The Italian national team had camp in a town neighboring Rome before doctors deemed it unsafe for the athletes. Now, Montesano said her coaches have distributed home workout plans for the team to stay in shape.

“It’s hard thinking about a new year of training, but at the same time I’m still motivated because I really want to go to the Olympics,” Montesano said. “I’m gonna keep training and I can just think now that it’s, like, 2019. We have a year to go.”

The postponement means Montesano has to take another year away from Ohio State. She wants to take classes online, but with scholarship issues and her international status, Montesano said it’s not an easy process.

Aina Cid made the same choice four years ago, taking time off after winning a national rowing title at Ohio State to return to Spain and pursue her Olympic dream.

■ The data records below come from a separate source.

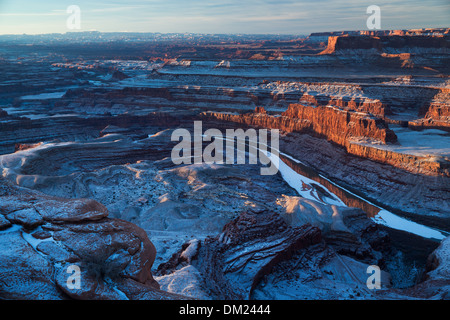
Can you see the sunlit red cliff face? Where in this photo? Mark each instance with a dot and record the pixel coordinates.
(87, 177)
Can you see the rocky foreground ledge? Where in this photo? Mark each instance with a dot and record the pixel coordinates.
(42, 236)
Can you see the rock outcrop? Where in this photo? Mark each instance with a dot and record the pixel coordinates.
(44, 240)
(234, 262)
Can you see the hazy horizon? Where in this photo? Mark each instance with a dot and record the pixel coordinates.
(286, 17)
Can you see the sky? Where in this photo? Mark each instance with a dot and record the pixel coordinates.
(225, 16)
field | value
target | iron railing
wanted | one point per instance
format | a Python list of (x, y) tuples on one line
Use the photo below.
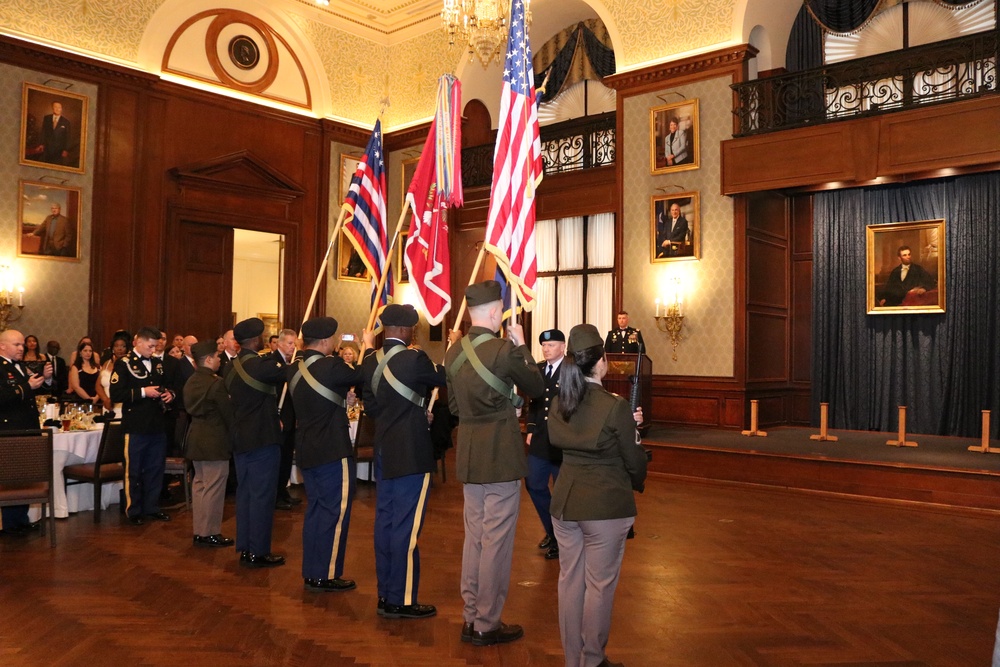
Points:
[(956, 69), (581, 143)]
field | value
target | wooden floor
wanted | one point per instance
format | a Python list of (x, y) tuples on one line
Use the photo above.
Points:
[(719, 574)]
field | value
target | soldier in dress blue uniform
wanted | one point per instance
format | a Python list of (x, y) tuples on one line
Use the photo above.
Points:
[(544, 460), (251, 381), (397, 380), (318, 384), (137, 382), (624, 339), (18, 411)]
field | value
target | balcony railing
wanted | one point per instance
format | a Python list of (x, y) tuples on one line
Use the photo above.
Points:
[(961, 68), (581, 143)]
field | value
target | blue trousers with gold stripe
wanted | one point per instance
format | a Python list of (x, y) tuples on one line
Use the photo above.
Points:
[(330, 493), (145, 456), (399, 516)]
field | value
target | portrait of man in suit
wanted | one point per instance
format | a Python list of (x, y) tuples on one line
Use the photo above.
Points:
[(50, 221), (674, 226), (53, 133), (906, 268)]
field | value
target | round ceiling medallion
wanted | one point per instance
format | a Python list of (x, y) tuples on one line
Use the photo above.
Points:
[(244, 52)]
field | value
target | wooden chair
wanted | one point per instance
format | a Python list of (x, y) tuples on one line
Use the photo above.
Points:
[(364, 443), (109, 466), (178, 465), (26, 472)]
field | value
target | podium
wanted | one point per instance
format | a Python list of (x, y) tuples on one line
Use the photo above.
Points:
[(621, 370)]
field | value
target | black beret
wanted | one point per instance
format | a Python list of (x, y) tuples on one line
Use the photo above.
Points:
[(319, 328), (583, 336), (487, 291), (399, 315), (552, 336), (203, 349), (248, 329)]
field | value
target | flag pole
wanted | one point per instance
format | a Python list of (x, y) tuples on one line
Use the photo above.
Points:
[(385, 272), (322, 267)]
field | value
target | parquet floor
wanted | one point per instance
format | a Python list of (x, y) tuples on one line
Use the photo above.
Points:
[(719, 575)]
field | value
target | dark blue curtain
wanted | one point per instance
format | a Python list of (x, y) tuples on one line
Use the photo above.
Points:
[(805, 41), (943, 367)]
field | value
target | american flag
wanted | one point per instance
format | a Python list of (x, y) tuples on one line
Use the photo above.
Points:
[(364, 223), (517, 167)]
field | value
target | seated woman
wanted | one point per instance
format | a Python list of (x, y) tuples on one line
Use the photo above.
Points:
[(83, 375), (34, 359), (119, 348), (592, 502), (75, 354)]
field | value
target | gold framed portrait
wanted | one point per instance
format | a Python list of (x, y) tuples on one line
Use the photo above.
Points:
[(53, 128), (49, 221), (409, 169), (350, 266), (906, 267), (674, 137), (674, 227)]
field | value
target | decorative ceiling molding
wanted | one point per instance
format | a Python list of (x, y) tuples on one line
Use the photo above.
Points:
[(688, 69), (219, 65)]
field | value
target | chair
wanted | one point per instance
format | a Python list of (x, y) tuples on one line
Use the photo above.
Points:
[(109, 466), (178, 465), (364, 443), (26, 472)]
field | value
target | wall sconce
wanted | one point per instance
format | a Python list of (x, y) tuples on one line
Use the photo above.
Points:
[(7, 297), (670, 316)]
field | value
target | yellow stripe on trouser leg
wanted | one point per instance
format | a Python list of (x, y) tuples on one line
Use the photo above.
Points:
[(128, 494), (345, 490), (417, 521)]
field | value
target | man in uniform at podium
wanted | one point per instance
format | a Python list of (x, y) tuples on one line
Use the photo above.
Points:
[(624, 339)]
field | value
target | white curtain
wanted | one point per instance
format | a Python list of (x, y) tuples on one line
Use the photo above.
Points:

Not only did she qualify, but Cid placed sixth in the Olympic final in Rio de Janeiro. Despite once again having locked down a spot on the team, Cid won’t be able to improve on her 2016 finish with an encore performance this year.

“When I started the season, I had to do huge psychological mental work that I had to carry on, and I feel like I invested so much time,” Cid said. “Now it just feels like I have to start again. When you mentally prepare for a race and that doesn’t happen, all that energy goes to waste, pretty much.”

Cid said she feels down as a result, but the delay won’t deter her from striving for a medal moving forward. She said that even after her eventual showing in 2021, she’d be open to another crack at the Olympic ranks in 2024.

Despite the disappointment, Norton, Montesano and Cid all said the right decision was made in postponing the tournaments for the sake of public health.

Cid said the reward of a great performance may be even greater in 2021 given the turmoil, and even if Norton isn’t competing, she said the whole world will be looking forward to the Olympics as a potential celebration after the pandemic.

“It can be really exciting because it’ll be something that everyone can get behind and everyone’s gonna have their nation competing,” Norton said. “And it’ll hopefully be something uplifting after a pretty horrendous time for them for the world.”